In a new move, Facebook has changed its rules to allow the videos, arguing that users should be free to view them and then condemn the content.
A temporary ban was imposed in May as the site evaluated its policy after complaints about the video of a woman being beheaded by a Mexican drug cartel.
But now the block has been removed on the grounds that Facebook is used to share information about world events such as acts of terrorism. The social network said in a statement that it is working on ways to warn people about the content they might see.
The company insists its approach would be different if the actions in the footage were “encouraged” or “celebrated”.
Its new rules also specify that videos and photos which “glorify violence” will be removed.

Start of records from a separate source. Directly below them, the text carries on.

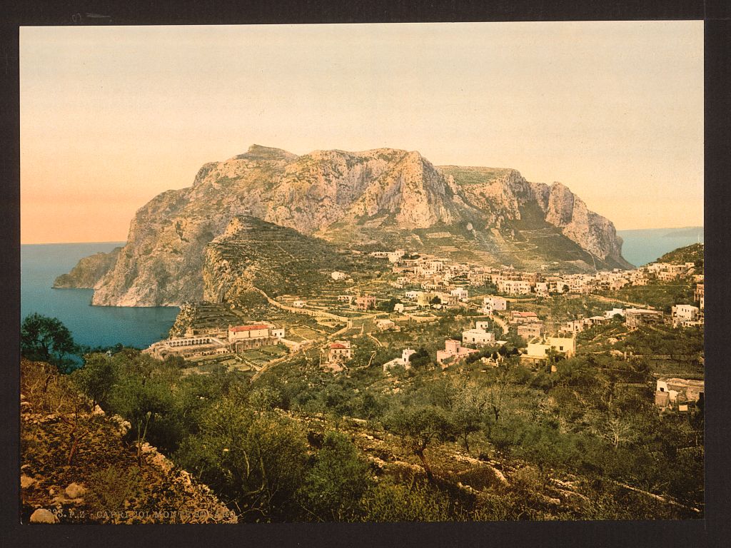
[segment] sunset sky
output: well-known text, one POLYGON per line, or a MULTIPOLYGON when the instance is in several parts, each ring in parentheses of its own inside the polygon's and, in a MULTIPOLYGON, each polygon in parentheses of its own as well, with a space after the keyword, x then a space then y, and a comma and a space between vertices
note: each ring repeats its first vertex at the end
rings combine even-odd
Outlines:
POLYGON ((124 241, 252 143, 558 180, 618 229, 702 224, 703 23, 20 29, 21 241, 124 241))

A Facebook spokesman said: “Facebook has long been a place where people turn to share their experiences, particularly when they’re connected to controversial events on the ground, such as human rights abuses, acts of terrorism and other violent events. People are sharing this video on Facebook to condemn it. If the video were being celebrated, or the actions in it encouraged, our approach would be different.
“However, since some people object to graphic video of this nature, we are working to give people additional control over the content they see. This may include warning them in advance that the image they are about to see contains graphic content.”
Under the latest rules, violent content will only be removed where there is a “genuine risk of physical harm”.
“You may not credibly threaten others, or organise acts of real-world violence,” the company said. “Organisations with a record of terrorist or violent criminal activity are not allowed to maintain a presence on our site. We also prohibit promoting, planning or celebrating any of your actions if they have, or could, result in financial harm to others, including theft and vandalism”.
Commenting on the move, Dr John Baptista, Associate Professor of Information Systems at Warwick Business School and researches social media, said: “It is impossible to create rules for everything on the web so I mostly believe in self-regulation based on common sense and guiding principles.
“This relies on companies like Facebook being sensible and responsible, however, in this case sadly I think Facebook is late in responding to feedback and it is very disappointing to see them not being proactive in addressing a serious issue such as this. I hope they do take the feedback seriously and respond positively before society responds with more regulations and use this as a stick to beat open governance models.”